Late last month, former Goldman Sachs exec Gary Cohn made news after Goldman Sachs revealed that, in order to cut ties with their former COO, they had to pay him a massive lump sum of money – roughly $285 million in bonuses that would have been paid to him in the future – in order for him to be able to accept the position of Director of the National Economic Council. That massive windfall raised many eyebrows, including the eyebrows of one Elizabeth Warren, who sent a letter to Cohn last week which asked him, among other things, to recuse himself from any decisions that would affect Goldman Sachs.
Senator Elizabeth Warren, a Democrat from Massachusetts, and Senator Tammy Baldwin, a Democrat from Wisconsin, sent a sternly worded letter to Cohn, urging that Cohn recuse himself from any decisions that would affect his former employer. In the letter, Warren and Baldwin state that Cohn should recuse himself from matters that may "have a significant indirect impact on Goldman Sachs" for as long as he serves in the Trump administration. The letter mentioned that typical recusal periods last for one year, but members of Trump's administration will be required to sign paperwork that extends that time period to two years.

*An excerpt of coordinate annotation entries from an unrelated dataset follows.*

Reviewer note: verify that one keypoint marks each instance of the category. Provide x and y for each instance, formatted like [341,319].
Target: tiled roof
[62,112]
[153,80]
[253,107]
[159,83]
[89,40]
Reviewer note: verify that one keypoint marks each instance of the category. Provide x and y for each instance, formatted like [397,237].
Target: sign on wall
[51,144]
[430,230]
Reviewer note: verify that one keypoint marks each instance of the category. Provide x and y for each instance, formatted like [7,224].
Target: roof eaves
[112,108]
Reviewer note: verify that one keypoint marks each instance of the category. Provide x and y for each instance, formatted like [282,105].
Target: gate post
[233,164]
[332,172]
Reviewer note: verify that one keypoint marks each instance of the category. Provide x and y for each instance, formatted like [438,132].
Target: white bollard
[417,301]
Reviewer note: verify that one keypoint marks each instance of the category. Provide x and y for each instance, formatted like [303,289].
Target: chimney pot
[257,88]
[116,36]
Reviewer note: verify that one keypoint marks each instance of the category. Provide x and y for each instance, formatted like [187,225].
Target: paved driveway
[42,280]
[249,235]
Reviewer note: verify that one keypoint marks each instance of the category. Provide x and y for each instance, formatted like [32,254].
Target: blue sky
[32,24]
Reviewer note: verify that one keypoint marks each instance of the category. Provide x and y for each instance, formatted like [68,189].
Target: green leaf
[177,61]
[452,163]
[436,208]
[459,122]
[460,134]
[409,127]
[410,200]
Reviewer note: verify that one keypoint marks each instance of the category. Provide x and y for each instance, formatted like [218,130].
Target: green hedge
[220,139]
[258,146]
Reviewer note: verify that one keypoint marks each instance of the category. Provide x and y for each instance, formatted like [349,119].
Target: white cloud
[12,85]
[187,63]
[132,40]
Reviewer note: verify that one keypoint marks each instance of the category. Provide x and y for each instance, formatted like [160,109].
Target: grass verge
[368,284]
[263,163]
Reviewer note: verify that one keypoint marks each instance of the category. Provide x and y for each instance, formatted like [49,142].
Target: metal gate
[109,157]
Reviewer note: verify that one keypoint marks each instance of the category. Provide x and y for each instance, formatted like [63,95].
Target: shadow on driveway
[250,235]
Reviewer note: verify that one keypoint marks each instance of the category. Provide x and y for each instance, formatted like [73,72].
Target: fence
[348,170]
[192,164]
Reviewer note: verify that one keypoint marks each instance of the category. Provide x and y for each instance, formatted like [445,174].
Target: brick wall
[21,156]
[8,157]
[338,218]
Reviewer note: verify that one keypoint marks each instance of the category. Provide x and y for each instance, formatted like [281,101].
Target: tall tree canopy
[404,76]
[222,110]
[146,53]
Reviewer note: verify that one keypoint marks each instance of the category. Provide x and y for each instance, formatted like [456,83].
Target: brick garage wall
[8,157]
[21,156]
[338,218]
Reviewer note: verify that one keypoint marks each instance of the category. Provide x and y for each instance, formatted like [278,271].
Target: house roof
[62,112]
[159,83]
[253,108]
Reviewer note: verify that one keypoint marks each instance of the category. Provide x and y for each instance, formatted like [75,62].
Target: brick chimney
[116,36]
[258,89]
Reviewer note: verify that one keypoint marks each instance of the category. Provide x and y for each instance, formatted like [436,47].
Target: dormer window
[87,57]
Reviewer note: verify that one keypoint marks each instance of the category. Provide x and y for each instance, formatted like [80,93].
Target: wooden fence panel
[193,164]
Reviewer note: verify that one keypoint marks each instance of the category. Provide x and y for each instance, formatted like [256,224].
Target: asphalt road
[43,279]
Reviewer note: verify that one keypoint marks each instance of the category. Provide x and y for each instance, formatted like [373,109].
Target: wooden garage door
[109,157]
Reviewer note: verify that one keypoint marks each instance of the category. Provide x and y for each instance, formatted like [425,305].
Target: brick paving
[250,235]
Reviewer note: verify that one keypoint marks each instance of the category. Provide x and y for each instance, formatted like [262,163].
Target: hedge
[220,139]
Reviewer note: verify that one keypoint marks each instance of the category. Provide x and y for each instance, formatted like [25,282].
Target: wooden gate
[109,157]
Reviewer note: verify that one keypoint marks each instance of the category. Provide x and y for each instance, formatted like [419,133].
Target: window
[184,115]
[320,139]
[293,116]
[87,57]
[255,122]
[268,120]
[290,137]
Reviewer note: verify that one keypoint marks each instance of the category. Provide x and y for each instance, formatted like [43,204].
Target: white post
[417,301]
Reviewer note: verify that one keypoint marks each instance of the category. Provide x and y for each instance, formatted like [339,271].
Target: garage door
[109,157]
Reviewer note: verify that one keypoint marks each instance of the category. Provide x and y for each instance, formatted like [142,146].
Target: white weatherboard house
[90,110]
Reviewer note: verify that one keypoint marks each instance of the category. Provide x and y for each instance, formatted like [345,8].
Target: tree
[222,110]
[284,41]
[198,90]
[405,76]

Warren and Baldwin said the following in the letter, regarding Cohn's role, "[Cohn's role] "requires a leader who does not play favorites, but focuses on every aspect of the economy, and a leader who will pay as much attention to the needs of the middle-class worker that drive the U.S. economy as he or she will to the billionaires that sit at the top."
In addition, they are asking that the 56-year-old immediately pay taxes on the millions of dollars he made from Goldman Sachs. A federal law that is designed to help newly minted government officials comply with federal ethics laws, does allow Cohn to defer taxes on gains he'd receive by divesting his stake in Goldman.

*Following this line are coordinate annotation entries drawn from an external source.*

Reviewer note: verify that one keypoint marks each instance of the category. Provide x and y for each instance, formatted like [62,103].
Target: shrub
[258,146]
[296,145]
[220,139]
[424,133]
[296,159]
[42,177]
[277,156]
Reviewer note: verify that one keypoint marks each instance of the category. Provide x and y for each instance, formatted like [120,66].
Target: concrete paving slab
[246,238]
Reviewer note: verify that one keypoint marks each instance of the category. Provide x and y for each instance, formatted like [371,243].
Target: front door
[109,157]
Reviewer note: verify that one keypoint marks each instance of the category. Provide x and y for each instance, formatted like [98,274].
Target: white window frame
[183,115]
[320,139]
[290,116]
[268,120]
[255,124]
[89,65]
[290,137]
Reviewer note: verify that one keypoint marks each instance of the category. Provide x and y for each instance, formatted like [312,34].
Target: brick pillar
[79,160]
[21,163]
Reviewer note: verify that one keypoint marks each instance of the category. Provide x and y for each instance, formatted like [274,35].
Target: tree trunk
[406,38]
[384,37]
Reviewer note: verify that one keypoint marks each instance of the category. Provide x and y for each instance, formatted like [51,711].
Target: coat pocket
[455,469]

By law, Cohn would be able to apply for a certificate of divestiture, which would legally allow him to sell his common shares, all while deferring the capital gains tax; if he reinvests in approved securities like mutual funds or Treasury bills, securities that won't open him up to conflicts of interest.
Cohn said in an interview that he and the administration are focusing on making business regulation a top priority, including financial services regulation. "We're going to attack all aspects of Dodd-Frank," said Cohn. He also said in another interview that he and members of Congress have been meeting and focusing on two important goals: cutting corporate income taxes and cutting individual taxes, "especially for lower earners."